Ильберс, продолжая просматривать тетрадь, ни на минуту не уходил от мысли, пытаясь связать в единое целое выводы Дунды с своими собственными догадками. Экология до сей поры не имела примера, чтобы как-то научно обосновать возможность выживания ребенка в дикой среде и его дальнейшего в ней возмужания, как это произошло в данном случае.

И вдруг снова строки, записанные уже Дундой.

«Я полагаю, — писал он, — что случай с Хуги — это почти беспрецедентный. Мальчик не только выжил, он стал самостоятельным и независимым от своих опекунов. Попади он не к медведю, а к другим животным, он вряд ли бы дожил до пяти — восьми лет. Дело, очевидно, в том, что этот сильный добродушный зверь, который здесь редко залегает в спячку, оставался не только верной защитой мальчику на долгие годы, но еще и способствовал своим образом жизни сохранению его прямохождения. Этот способ передвижения остался для него основным, хотя он, как было нами подмечено, умеет передвигаться и на четвереньках, правда не столь быстро.

И удивительно еще то, что Хуги сам приходил к нашему становищу, более того, сегодня он открыто нам показался, изъявляя какую-то тревогу Так и кажется, что человеческое начало в нем не погибла. Поэтому прихожу к мысли, что изучать его образ жизни надлежит и дальше только в естественной для него среде. Если дикое животное, попав в неволю будучи взрослым, может еще примириться с нею, Хуги, сохранив задатки человека к развитию в своей экологической среде, впитав в себя инстинкты свободолюбивого зверя, останется, на мой взгляд, непримирим к неволе. Он неминуемо погибнет от нервной горячки. В этом я убежден. Насильственный путь возвращения его в лоно цивилизации невозможен. Только медленное и упорное сближение в естественных условиях, только путь привыкания…»

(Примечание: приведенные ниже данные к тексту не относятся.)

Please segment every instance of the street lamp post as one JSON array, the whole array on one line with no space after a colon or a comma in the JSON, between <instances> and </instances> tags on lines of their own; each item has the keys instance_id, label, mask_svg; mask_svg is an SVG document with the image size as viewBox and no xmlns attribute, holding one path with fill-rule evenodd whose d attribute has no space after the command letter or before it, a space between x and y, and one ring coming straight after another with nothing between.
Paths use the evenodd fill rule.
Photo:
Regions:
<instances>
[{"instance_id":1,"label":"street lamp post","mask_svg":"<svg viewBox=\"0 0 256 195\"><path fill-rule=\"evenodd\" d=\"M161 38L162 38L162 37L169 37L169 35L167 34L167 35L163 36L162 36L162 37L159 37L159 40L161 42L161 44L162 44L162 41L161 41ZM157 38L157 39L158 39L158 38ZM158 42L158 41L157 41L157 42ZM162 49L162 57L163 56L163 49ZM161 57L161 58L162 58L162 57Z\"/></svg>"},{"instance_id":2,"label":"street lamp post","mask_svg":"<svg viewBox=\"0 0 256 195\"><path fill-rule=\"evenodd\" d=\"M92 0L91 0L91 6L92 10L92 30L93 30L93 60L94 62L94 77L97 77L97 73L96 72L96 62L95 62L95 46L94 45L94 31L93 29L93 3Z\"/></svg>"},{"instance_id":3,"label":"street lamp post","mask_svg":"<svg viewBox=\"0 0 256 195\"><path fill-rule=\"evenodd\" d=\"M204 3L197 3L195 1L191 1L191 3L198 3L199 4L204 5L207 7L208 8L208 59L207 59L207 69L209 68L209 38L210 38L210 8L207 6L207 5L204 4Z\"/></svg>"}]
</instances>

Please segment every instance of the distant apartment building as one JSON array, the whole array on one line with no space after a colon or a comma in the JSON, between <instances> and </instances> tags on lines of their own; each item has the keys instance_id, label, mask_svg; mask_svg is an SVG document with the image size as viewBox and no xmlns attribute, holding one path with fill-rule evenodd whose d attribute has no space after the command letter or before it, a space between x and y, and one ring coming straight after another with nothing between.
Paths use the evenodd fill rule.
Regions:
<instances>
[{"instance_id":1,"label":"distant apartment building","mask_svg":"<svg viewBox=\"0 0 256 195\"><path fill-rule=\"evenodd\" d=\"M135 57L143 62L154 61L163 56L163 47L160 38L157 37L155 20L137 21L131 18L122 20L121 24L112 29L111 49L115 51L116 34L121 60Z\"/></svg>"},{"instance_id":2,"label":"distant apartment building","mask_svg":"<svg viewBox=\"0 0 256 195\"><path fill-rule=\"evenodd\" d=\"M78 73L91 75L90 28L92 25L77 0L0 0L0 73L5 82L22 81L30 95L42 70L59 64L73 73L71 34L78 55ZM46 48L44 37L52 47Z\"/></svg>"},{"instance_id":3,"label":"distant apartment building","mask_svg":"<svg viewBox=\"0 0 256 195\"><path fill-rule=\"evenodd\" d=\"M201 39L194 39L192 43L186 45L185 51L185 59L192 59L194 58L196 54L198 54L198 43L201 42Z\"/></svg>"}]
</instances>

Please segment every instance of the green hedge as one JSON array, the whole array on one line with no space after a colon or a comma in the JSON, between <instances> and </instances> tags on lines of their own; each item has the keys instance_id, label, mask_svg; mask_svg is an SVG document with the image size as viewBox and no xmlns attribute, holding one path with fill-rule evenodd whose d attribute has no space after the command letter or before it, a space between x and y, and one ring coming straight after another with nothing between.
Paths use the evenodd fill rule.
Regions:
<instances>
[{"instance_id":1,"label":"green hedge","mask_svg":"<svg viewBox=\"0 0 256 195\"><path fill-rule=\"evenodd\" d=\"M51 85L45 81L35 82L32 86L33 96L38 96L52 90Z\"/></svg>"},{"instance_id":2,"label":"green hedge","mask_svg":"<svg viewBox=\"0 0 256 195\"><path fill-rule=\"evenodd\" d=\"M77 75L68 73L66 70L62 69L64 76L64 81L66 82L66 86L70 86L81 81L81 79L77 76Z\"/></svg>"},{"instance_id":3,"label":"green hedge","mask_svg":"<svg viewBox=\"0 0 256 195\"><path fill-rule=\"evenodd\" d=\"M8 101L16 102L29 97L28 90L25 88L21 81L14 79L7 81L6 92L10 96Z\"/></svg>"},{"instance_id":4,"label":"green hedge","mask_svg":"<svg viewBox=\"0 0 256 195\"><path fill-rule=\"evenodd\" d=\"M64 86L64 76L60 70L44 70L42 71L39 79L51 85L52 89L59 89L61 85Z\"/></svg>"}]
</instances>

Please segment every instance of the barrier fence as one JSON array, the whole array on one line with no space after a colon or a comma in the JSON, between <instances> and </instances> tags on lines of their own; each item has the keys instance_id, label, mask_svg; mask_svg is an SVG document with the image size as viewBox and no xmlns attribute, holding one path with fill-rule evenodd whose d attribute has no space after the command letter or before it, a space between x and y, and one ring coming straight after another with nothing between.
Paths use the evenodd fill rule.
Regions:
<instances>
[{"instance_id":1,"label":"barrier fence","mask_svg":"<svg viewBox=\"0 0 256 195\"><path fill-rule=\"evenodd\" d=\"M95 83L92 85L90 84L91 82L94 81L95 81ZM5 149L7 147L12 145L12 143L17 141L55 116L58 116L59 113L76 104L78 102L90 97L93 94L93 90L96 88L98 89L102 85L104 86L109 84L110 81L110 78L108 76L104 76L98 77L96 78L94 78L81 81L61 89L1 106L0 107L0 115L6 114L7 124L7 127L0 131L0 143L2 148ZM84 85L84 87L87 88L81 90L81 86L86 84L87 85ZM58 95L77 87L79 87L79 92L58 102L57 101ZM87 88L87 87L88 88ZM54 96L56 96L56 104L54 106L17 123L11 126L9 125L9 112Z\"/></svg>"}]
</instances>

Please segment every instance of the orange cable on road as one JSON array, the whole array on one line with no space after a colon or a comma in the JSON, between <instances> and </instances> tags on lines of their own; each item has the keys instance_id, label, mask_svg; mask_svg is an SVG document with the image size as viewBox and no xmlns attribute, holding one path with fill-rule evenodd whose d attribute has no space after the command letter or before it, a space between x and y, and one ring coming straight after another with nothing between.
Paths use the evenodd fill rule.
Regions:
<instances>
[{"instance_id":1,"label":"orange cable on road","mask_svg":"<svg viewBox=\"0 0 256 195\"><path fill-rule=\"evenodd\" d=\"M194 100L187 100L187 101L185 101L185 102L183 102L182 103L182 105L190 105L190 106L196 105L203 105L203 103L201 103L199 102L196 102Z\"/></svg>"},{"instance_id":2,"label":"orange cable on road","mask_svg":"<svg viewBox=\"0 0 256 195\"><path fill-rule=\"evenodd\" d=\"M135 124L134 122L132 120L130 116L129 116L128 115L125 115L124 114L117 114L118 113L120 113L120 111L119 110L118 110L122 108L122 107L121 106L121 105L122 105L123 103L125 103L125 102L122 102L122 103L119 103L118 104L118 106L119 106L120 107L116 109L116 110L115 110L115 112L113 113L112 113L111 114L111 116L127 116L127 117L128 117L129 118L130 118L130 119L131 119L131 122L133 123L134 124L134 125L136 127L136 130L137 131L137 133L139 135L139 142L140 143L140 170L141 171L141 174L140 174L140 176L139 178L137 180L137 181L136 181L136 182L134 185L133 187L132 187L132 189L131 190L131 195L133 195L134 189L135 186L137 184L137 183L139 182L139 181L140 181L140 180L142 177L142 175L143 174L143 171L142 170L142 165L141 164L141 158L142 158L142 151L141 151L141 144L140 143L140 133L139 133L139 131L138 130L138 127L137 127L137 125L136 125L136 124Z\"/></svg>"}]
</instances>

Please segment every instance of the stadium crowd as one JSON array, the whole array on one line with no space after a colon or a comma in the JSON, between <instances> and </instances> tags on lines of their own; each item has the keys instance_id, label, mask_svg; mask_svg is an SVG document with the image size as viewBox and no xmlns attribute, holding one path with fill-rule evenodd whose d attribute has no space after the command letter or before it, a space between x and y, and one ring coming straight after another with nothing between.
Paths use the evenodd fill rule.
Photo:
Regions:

На этом дневник обрывался, дальше шли уже предсмертные записи в замурованной пещере. Ильберс перечитал раз, второй и третий последние строки дневника. И смысл этих строк для него с каждым разом становился все отчетливей и все зловещей.

«Что же мы тогда наделали? — спросил он себя. — Мы же его, по существу, уже обрекли на смерть!»

Он позвал Сорокина:

— Яков Ильич, вот слушайте, что пишет Дунда, — и зачитал ему нужный абзац.

— М-да, — протянул Сорокин с явным изумлением, — стать убийцами, даже невольными, — это в наши планы никак не входит. Но ведь это только предположения?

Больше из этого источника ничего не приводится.